Alzheimer's Communicator & Advocate
Alicia graduated Cum Laude from Union College with a Bachelor of Science in Neuroscience and subsequently earned a Master of Philosophy in Translational Biomedical Research from the University of Cambridge. She then went on to pursue a PhD in Neuroscience from Dartmouth College. Her thesis research focuses on sex differences in Alzheimer’s pathogenesis with the goal of advancing precision medicine applications in dementia care.
Outside of the lab, Alicia has immersed herself in the Alzheimer’s community, with a focus on scientific communication, education, and patient advocacy. Alicia served as a contributing writer for Being Patient, an Alzheimer’s-focused media platform, publishing numerous articles on a range of dementia-related topics including interviews with early-stage patients and caregivers, summaries of new research and clinical trials, and the impact of the pandemic on memory care facilities. Alicia’s communication skills also earned her multiple invitations to live broadcasts on the UK channel TalkTV, to interpret the results of Alzheimer’s research studies on Dr. David Bull’s Sunday Surgery segment.
Alicia is a dedicated volunteer for the Alzheimer’s Association, serving as a local community educator delivering statewide programs focused on understanding and living with Alzheimer’s disease. Alicia developed and taught a multi-lesson course for the Osher Lifelong Learning Institute at Dartmouth, an adult continuing education center. The course provided a scientific introduction to Alzheimer’s, covered symptom management, legal and financial matters, reviewed best practices for maintaining brain health, and discussed novel therapeutic approaches and emerging technologies in the field.
Additionally, Alicia is a staunch advocate for the dementia community, using her scientific background and communication skills to promote policy reform. Alicia has met and spoken with the New Hampshire governor, senators, and representatives to discuss the importance of Alzheimer’s research, public awareness, and treatment access. During the pandemic, Alicia published an Op-Ed in the New York Daily News advocating for changes to nursing home visitation restrictions, discussing the evidence for social isolation contributing to advanced cognitive decline and disease progression.

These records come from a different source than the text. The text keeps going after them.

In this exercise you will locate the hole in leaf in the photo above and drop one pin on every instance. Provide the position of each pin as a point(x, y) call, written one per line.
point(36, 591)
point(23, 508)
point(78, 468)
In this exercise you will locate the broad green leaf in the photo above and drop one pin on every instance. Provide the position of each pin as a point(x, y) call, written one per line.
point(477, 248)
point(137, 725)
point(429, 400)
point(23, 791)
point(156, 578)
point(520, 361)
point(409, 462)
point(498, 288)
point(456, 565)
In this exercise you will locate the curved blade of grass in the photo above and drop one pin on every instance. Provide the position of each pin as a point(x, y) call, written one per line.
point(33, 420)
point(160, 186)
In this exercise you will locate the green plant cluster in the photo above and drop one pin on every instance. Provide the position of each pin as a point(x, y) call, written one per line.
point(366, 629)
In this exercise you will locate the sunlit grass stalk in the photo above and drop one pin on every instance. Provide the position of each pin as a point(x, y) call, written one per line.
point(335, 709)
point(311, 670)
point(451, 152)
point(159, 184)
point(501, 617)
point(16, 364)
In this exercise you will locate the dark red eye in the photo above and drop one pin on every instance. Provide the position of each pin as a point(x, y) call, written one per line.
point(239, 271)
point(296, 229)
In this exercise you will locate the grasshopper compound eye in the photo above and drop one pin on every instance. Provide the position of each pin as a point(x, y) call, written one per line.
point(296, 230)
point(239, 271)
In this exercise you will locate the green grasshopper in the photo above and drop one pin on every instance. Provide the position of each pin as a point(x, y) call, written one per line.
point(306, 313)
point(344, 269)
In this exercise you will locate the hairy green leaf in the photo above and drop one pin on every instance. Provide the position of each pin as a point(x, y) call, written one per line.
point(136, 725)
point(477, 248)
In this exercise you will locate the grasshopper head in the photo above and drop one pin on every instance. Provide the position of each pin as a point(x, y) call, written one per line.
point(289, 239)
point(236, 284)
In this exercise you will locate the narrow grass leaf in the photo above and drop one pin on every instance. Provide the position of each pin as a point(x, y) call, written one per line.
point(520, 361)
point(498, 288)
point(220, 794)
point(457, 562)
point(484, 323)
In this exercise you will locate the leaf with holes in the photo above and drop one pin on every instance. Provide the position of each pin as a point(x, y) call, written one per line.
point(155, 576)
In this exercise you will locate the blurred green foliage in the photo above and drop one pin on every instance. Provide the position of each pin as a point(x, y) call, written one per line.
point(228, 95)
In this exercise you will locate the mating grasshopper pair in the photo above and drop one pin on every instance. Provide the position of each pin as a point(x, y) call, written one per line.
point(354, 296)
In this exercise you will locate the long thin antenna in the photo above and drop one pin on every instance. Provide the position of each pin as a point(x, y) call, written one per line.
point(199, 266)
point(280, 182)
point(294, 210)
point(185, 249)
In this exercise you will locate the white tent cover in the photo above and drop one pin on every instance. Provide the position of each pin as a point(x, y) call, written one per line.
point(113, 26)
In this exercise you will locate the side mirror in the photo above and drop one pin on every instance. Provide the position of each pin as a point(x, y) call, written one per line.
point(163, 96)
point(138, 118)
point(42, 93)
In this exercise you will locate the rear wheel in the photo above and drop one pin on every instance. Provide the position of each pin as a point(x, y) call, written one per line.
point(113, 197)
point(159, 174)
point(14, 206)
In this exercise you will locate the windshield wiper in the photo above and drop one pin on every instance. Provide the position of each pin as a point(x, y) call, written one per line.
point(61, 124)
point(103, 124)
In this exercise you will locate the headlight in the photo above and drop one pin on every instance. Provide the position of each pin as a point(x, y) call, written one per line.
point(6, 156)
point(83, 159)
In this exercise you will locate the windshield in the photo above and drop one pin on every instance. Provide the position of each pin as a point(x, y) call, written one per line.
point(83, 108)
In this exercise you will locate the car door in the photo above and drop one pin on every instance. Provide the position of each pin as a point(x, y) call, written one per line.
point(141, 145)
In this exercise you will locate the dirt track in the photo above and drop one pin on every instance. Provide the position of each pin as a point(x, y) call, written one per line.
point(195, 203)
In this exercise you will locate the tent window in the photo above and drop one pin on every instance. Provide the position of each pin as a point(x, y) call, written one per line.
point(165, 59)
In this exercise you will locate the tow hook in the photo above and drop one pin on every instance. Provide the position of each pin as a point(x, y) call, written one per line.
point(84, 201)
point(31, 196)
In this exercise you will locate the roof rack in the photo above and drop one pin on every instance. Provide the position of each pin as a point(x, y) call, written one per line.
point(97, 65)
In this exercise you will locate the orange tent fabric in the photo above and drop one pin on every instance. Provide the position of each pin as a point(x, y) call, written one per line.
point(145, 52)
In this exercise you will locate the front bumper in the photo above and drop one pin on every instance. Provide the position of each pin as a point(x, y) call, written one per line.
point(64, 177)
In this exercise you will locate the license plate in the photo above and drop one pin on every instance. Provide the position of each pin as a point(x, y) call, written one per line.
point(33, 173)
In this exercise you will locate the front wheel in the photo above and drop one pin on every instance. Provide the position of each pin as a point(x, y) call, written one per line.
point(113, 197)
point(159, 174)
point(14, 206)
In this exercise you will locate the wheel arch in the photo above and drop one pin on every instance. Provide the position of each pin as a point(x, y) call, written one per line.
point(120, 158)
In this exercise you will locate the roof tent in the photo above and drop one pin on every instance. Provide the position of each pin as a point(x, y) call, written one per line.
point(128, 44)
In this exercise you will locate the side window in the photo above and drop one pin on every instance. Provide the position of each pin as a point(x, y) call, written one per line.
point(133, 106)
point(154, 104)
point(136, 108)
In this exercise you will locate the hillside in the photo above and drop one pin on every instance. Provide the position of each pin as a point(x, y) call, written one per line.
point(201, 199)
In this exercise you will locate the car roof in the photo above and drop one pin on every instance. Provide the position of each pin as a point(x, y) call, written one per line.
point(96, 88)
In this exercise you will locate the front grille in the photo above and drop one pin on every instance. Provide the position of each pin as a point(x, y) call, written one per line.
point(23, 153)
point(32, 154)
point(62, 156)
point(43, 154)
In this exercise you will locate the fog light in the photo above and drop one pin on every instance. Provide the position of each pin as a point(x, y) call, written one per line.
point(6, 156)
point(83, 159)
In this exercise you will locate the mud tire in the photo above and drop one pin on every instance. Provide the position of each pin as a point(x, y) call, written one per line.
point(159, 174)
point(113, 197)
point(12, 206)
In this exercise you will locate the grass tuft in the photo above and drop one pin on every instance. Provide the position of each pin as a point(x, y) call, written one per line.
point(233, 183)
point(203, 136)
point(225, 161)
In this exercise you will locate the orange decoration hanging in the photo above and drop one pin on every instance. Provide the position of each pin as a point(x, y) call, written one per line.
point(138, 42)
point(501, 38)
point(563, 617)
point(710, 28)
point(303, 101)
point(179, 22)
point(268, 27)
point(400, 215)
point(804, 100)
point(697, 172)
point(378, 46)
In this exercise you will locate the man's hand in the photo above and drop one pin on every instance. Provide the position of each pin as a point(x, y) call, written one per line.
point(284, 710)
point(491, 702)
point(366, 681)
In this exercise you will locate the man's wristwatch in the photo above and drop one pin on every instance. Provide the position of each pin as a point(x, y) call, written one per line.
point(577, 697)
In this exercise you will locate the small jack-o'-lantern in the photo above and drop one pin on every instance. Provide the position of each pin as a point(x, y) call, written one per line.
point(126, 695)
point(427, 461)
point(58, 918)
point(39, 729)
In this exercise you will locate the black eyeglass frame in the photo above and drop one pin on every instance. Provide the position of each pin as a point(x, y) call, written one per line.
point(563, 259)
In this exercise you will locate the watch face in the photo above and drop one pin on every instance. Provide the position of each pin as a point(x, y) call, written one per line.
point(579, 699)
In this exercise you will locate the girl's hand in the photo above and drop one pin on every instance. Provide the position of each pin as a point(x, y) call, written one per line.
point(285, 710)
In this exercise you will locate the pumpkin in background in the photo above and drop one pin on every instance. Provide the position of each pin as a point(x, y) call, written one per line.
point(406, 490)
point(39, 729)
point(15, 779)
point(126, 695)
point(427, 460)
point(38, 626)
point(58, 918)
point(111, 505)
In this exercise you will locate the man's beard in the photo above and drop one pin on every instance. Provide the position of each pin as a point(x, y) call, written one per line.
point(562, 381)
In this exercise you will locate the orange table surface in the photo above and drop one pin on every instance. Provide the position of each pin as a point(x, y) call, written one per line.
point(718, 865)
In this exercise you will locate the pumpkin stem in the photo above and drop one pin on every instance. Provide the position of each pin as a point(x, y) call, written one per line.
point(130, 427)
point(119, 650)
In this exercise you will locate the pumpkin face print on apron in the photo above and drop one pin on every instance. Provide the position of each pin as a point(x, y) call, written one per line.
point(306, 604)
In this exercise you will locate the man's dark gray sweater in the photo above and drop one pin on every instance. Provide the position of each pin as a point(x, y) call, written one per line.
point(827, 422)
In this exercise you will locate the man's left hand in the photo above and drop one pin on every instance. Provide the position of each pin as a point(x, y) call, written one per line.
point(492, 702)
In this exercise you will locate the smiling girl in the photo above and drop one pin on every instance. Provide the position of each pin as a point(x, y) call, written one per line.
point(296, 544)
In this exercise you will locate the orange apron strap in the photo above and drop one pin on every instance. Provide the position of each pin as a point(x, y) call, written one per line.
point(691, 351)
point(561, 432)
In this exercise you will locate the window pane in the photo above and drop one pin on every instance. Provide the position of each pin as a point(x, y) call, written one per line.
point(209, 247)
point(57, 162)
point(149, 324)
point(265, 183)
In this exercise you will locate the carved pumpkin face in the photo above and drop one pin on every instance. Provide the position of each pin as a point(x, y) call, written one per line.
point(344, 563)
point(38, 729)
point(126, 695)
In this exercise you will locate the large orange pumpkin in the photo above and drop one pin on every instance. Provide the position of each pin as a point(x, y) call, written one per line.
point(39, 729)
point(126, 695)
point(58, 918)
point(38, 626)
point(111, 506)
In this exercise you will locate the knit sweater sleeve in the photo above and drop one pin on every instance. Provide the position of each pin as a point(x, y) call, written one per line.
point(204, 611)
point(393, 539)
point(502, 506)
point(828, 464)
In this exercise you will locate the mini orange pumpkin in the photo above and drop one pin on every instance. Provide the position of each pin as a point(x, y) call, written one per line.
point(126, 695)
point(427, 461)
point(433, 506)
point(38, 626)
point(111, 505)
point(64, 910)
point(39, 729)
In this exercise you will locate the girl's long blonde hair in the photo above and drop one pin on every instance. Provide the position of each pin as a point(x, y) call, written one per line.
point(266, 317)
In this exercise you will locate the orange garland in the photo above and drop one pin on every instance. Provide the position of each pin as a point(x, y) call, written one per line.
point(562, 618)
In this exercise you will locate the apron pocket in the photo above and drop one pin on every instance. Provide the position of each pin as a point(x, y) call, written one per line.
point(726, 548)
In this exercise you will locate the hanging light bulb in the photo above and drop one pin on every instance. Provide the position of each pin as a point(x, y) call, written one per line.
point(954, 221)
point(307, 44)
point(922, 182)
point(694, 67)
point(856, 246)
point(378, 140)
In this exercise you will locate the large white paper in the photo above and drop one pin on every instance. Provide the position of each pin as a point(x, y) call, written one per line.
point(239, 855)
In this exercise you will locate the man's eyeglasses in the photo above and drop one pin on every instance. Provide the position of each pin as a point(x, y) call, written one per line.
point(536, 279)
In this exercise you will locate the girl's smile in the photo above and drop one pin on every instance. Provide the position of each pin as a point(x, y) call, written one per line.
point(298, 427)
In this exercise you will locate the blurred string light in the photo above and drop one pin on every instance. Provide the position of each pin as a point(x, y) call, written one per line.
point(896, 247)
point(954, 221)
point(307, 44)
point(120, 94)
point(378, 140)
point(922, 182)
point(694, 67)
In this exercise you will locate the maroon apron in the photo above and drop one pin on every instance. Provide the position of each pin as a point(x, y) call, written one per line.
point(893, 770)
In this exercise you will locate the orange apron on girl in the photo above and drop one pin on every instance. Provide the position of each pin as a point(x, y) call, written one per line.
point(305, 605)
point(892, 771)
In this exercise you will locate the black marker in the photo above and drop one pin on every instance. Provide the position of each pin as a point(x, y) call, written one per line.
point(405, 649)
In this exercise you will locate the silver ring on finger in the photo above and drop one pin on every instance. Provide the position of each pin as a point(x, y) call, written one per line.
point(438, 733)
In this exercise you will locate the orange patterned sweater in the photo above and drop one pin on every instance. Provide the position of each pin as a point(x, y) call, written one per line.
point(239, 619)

She has appeared on multiple media outlets and delivered a speech at a rally in New York State, urging the governor to sign an Essential Caregiver Bill into law so that vulnerable individuals are guaranteed support, protection, and connection during future global health events.
To fuse her pursuits in research, communication, and advocacy, Alicia founded Brain Health Media. Her work reaches a network of over 40,000 followers on social media and recently earned her the Pembroke College Emerging Alumni Leader Award at the University of Cambridge. Everything Alicia does is in honor of her grandmother Lauren Barber, who was diagnosed with dementia in 2017.